Eine Frucht der Eucharistiefeier ist die eucharistische Anbetung. Die Anbetung des eucharistischen Christus außerhalb der
Eucharistiefeier. Sie bleibt auf die Eucharistiefeier bezogen, ist gleichsam ihr Nachklang, aber zugleich auch innere Bereitung für eine
immer tiefere Mitfeier der Eucharistie. Die eucharistische Anbetung ist der intensivste Ausdruck des christlichen Eucharistieglaubens.
Ein Ort der immer währenden eucharistischen Anbetung wie hier der Odilienberg seit 75 Jahren ist ein Ort der intensivsten
Christusgegenwart und Christusbegegnung, ein Ort eines unübersehbaren Christuszeugnisses und des Segens. Ein einzigartiger
Gnadenort. Denken wir ein wenig über die eucharistische Anbetung nach. Zunächst über die Anbetung ganz allgemein.
Anbeten - das ist für die meisten etwas Ungewöhnliches, etwas Außergewöhnliches. Etwas für besonders fromme Menschen. Dem ist
aber nicht so. Anbeten ist etwas, worauf der Mensch von Natur aus angelegt ist. Etwas, das zum rechten Menschsein gehört. Wie der
Mensch von Natur aus darauf angelegt ist zu essen, zu atmen, zu gehen, zu sprechen, zu denken, zu lernen, so hat er eine
Naturanlage zur Anbetung. Zur Anbetung Gottes. Ein Mensch, der nicht anbetet, ist deshalb nicht voll entwickelt. Er bleibt
unterentwickelt, lässt seine höchste Veranlagung, seine höchste Lebensmöglichkeit unbenützt. Er kommt nicht zu seiner eigentlichen Selbstverwirklichung.

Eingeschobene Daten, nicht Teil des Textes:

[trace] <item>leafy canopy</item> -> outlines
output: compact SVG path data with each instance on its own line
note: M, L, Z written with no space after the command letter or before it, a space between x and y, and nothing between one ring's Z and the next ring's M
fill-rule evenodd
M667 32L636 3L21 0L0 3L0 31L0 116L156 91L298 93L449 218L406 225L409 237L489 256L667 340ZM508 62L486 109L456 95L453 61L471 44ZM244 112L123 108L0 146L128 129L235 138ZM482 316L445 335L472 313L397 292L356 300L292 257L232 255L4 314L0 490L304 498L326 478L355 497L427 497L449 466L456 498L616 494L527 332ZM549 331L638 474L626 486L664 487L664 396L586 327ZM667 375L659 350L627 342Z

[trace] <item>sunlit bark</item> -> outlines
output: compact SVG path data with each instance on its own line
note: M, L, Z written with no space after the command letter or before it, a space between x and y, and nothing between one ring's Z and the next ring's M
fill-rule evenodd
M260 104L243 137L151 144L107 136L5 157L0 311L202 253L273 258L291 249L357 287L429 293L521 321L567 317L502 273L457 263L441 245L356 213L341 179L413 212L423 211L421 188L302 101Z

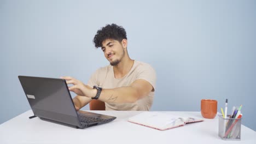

Der große Philosoph und Theologe Romano Guardini schreibt: "Anbetung ist gut. In der Anbetung wird die Würde des Menschen
begründet. Wenn der Mensch sich vor Gott neigt, ist er recht und frei.
Der Akt der Anbetung hat etwas unendlich Echtes, Wohltuendes, Aufbauendes in sich. Er hat etwas, was gesund macht... In der
Anbetung erneuert sich das Herz, reinigt sich der Geist, klärt sich der Blick, wird der Charakter verpflichtet. Es gibt nichts
Wichtigeres für den Menschen, als dass er lernt und übt, sich mit dem inneren Sein vor Gott zu neigen - anzubeten." (Der Herr, S.
593 ff.) Man muss essen. Aber essen darf man nur das, was gesund ist, sonst wird man krank und stirbt. - Man muss sprechen. Aber
sprechen darf man nur das, was wahr ist, sonst wird man zum Lügner und verdirbt geistig.
So muss man anbeten. Aber man darf nur Gott anbeten. Wer das Geld anbetet oder die Wissenschaft oder den Fußball oder einen
Menschen, der pervertiert die Anbetung. Und die Perversion der Anbetung ist die schlimmste Form der Perversion des Menschen.
Die Selbstzerstörung des Menschen. Wahre Anbetung ist nur die Anbetung Gottes. Gott hat sich jedoch in Jesus, dem Kind Marias,
zum Menschen, zu unserem Mitmenschen gemacht. Jesus Christus, der menschgewordene Gottessohn, hat sich seinerseits in der
Eucharistie zu unserem Brot, zu unserer Speise gemacht. Gottesgestalt - Menschengestalt - Brotsgestalt.
Das ist die Selbsterniedrigung, die Selbstentäußerung, die Karriere Gottes nach unten - für uns, zu unserem Heil, zum Heil der Welt.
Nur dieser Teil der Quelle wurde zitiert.